Paris through the Window

7:00 PM

Marc Chagall, Paris through the Window, 1913
By ISABEL THOMAS

In a post last year, I talked about Marc Chagall's adoration of Bella Rosenfeld—with his lyrical descriptions of their love and his numerous sacrifices to bring her with him while he built his art career. Paris through the Window depicts a time when the two were separated by 1,500 miles, three years after Chagall moved to Paris to take advantage of its artistic opportunities.

Despite the bright colors in Paris through the Window, Chagall faced an inner-conflict when he painted it. He was caught between two nations and two cultures, and the man in the bottom-right corner embodies Chagall's identity, split between Liozna and Paris. The side of his face looking west at France is blue, but the left half of the painting contains so much beauty and brilliance. The man's right side faces east to his native Russia and his Bella. The couple floating in front of the Eiffel Tower—with the man to the west and the woman to the east—represents Chagall and Bella, floating in ethereality of love despite their separation.

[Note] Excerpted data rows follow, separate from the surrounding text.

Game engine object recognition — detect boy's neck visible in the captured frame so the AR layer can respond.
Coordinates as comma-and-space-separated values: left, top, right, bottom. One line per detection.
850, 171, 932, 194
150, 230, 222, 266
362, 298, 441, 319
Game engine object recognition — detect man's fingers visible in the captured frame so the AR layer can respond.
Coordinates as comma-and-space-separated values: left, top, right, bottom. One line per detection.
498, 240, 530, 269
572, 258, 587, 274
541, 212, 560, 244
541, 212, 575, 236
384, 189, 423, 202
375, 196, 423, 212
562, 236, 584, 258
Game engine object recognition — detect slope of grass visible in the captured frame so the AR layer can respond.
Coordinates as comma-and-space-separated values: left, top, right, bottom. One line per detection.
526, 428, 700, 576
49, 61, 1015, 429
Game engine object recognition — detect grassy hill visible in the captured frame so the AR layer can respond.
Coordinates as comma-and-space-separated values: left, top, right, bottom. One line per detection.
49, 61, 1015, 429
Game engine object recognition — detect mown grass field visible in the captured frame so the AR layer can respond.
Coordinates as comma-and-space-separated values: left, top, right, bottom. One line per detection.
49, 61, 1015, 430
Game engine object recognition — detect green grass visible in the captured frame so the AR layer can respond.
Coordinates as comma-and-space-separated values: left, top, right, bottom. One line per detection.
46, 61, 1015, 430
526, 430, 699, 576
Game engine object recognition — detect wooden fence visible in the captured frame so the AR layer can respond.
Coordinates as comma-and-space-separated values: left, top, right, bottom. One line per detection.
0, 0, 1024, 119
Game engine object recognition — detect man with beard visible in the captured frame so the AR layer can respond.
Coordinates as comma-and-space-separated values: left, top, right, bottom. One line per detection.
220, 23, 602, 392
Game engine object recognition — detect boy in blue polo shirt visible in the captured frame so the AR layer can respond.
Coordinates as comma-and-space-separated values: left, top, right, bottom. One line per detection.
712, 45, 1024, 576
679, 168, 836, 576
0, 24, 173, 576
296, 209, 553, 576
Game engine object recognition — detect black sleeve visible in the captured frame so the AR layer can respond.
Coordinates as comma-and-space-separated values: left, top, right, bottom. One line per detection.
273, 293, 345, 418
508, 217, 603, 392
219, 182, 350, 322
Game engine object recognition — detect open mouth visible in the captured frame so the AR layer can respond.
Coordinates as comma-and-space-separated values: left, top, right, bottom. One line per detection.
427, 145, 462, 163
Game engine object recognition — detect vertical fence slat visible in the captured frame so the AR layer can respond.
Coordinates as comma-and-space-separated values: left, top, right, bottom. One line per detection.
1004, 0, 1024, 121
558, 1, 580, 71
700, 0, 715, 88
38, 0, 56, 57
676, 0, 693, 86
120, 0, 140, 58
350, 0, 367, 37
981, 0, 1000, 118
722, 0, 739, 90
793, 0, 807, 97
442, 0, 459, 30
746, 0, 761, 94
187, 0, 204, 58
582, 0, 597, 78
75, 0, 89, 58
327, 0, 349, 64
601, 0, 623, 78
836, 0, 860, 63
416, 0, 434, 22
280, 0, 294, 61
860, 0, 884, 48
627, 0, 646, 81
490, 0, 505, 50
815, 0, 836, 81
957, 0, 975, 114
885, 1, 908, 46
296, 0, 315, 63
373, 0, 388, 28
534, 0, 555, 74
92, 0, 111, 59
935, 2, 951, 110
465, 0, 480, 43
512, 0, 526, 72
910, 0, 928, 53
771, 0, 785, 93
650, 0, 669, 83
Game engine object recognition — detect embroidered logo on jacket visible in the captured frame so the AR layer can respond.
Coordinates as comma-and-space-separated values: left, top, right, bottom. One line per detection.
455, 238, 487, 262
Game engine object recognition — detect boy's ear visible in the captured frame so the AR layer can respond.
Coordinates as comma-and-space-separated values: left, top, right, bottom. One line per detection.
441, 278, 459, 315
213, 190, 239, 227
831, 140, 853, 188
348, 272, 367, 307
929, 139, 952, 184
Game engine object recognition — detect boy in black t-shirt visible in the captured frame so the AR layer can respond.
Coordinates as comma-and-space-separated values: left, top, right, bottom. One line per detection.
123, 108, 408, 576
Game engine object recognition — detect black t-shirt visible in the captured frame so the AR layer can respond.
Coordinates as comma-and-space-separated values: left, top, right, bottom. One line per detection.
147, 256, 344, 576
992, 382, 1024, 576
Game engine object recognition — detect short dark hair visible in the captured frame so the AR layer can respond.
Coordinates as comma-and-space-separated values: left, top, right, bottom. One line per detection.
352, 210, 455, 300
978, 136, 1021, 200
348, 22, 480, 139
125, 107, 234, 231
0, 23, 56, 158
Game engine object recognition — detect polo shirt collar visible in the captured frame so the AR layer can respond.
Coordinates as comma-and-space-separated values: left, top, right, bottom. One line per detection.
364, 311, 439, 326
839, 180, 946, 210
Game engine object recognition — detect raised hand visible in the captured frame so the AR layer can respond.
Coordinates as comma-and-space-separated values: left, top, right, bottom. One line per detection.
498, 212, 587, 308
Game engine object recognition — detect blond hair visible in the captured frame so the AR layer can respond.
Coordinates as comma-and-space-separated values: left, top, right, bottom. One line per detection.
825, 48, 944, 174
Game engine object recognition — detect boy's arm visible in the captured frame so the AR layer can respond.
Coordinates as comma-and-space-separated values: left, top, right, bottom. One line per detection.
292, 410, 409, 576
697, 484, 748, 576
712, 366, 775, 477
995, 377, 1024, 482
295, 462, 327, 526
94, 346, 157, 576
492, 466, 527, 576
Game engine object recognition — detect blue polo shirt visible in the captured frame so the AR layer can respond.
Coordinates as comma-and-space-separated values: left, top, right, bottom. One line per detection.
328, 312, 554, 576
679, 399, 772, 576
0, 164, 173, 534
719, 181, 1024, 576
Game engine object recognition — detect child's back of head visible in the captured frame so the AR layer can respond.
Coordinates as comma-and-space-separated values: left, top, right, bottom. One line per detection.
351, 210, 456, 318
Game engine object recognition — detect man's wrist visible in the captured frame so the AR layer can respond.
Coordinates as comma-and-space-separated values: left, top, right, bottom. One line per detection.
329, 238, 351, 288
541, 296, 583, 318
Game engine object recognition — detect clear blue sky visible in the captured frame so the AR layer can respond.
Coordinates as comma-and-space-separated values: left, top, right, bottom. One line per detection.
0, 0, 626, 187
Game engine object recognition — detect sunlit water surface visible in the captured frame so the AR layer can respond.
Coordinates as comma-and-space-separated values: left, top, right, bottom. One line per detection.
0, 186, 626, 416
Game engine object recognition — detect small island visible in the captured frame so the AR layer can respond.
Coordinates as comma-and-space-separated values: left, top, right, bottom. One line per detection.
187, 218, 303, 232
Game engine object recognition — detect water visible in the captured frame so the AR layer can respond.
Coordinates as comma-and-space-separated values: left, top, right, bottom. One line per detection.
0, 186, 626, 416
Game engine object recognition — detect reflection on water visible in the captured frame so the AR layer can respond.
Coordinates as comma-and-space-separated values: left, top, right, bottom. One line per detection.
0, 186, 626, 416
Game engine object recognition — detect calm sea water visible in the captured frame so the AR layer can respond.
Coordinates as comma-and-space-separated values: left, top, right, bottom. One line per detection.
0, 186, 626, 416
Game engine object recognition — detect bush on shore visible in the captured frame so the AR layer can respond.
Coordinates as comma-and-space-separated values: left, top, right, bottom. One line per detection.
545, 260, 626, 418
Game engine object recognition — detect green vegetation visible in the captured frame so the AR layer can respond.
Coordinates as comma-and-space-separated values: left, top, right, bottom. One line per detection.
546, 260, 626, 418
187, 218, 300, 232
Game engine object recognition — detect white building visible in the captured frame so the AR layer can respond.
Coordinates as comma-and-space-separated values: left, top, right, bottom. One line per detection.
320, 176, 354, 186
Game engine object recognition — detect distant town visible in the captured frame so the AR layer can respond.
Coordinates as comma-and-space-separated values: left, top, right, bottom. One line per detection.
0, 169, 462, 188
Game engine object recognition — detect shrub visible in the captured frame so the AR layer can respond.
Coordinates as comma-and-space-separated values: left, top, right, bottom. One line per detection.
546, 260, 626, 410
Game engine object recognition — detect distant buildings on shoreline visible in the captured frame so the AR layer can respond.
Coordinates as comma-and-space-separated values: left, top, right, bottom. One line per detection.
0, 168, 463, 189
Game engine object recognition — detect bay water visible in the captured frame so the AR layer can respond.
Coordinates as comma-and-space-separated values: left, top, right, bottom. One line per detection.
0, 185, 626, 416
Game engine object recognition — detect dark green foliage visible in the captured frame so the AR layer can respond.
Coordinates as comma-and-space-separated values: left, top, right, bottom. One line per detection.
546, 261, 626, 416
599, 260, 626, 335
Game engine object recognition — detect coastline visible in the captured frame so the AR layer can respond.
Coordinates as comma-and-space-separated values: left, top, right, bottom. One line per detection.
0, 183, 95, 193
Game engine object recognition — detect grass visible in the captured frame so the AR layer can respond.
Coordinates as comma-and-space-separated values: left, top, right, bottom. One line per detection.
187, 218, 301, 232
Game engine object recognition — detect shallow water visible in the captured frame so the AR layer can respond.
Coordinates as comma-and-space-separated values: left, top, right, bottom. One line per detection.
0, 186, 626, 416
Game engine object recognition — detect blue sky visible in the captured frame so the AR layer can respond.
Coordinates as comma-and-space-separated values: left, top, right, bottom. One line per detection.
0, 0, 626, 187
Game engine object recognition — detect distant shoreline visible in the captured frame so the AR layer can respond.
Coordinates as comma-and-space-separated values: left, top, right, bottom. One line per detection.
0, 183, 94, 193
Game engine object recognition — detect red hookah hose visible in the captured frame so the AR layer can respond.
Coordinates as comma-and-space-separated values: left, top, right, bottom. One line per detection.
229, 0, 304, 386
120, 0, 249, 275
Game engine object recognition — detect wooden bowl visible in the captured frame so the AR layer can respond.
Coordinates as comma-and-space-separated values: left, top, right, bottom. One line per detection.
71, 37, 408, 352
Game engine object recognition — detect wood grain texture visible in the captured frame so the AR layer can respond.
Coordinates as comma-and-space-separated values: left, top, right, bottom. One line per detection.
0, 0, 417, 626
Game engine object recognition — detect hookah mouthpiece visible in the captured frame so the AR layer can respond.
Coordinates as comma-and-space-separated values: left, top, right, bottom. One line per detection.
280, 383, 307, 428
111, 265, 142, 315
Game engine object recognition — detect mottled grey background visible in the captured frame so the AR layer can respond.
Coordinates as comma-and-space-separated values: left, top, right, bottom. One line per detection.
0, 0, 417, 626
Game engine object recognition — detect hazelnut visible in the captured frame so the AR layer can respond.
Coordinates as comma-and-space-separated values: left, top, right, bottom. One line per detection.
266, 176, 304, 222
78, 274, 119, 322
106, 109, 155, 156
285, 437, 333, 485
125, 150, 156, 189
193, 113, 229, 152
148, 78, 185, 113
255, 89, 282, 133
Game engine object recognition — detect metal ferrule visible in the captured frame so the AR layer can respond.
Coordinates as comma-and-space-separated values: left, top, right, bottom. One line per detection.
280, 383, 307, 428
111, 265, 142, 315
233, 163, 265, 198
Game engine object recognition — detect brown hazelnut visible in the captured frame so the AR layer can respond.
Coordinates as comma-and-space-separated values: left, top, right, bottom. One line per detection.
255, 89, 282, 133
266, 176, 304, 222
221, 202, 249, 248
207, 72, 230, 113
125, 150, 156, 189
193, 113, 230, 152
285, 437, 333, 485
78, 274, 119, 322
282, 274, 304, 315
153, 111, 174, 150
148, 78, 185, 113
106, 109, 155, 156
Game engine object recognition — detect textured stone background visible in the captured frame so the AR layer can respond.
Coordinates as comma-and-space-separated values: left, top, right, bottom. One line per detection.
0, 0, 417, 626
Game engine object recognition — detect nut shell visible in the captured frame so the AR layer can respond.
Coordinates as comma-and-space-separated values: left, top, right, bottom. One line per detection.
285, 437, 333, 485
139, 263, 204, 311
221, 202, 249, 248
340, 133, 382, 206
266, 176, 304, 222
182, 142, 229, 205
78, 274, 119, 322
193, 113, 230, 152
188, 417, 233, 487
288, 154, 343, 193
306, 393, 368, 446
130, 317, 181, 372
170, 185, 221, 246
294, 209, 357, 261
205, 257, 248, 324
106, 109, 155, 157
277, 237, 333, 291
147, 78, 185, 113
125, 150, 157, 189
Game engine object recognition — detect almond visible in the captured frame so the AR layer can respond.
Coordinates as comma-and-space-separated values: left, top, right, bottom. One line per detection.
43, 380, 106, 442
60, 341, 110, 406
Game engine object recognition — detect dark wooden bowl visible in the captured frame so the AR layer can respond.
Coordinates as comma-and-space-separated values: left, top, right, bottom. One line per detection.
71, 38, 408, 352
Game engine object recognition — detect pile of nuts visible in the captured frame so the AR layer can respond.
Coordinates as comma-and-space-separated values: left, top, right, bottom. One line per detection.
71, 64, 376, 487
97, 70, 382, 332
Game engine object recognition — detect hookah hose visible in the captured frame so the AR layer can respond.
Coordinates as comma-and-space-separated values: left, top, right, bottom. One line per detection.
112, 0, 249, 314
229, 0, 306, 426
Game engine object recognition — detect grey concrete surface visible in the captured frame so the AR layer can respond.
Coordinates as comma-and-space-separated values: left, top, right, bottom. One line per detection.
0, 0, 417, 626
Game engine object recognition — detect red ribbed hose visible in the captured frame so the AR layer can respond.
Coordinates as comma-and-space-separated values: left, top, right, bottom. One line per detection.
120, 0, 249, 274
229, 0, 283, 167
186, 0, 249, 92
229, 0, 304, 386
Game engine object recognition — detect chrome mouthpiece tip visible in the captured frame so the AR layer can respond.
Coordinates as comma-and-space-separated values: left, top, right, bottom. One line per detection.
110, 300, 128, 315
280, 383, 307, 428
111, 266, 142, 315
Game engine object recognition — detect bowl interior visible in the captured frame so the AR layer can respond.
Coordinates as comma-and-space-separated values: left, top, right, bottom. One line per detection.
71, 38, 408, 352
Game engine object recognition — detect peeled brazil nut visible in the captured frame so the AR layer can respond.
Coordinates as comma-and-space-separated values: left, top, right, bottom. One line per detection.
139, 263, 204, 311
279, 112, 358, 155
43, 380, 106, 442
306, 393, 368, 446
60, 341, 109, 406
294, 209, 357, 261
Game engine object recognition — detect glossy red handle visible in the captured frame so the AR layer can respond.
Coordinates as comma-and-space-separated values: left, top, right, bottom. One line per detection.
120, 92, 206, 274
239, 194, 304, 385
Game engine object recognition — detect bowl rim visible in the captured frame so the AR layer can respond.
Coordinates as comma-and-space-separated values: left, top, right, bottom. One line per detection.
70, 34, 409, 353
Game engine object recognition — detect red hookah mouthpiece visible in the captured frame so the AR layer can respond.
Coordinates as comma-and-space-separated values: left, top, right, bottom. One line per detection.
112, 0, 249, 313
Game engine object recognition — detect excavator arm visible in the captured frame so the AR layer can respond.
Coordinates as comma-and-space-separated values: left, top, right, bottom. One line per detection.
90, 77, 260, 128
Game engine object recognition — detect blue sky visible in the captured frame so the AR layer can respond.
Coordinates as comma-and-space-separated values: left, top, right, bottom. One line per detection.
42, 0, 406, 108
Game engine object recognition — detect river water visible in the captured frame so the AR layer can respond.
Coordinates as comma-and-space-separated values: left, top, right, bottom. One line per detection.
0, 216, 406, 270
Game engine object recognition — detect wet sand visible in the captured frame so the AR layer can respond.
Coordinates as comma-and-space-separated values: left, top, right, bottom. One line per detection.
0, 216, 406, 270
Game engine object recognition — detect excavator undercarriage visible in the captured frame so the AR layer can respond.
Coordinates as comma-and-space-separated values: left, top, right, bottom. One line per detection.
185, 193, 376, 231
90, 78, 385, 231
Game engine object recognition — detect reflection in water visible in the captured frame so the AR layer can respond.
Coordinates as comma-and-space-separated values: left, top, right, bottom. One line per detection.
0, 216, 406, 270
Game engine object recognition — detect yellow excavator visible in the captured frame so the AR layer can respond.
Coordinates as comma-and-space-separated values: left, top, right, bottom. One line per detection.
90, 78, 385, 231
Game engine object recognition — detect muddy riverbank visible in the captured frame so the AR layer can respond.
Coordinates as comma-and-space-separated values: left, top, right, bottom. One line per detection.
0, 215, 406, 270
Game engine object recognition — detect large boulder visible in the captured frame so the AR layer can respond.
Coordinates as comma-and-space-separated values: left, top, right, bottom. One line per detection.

An early work of Chagall, Paris through the Window includes many of the artist's characteristic aspects, such as floating couples, playful cityscapes, and vibrant colors. Like his love for Bella, much of Chagall's style remained throughout his career. He maintained his brightness through wars, displacement, Bella's death, and the genocide of his people. Chagall always looked both forward to the future and back at his heritage—split like the man in his painting from decades before his biggest heartbreak.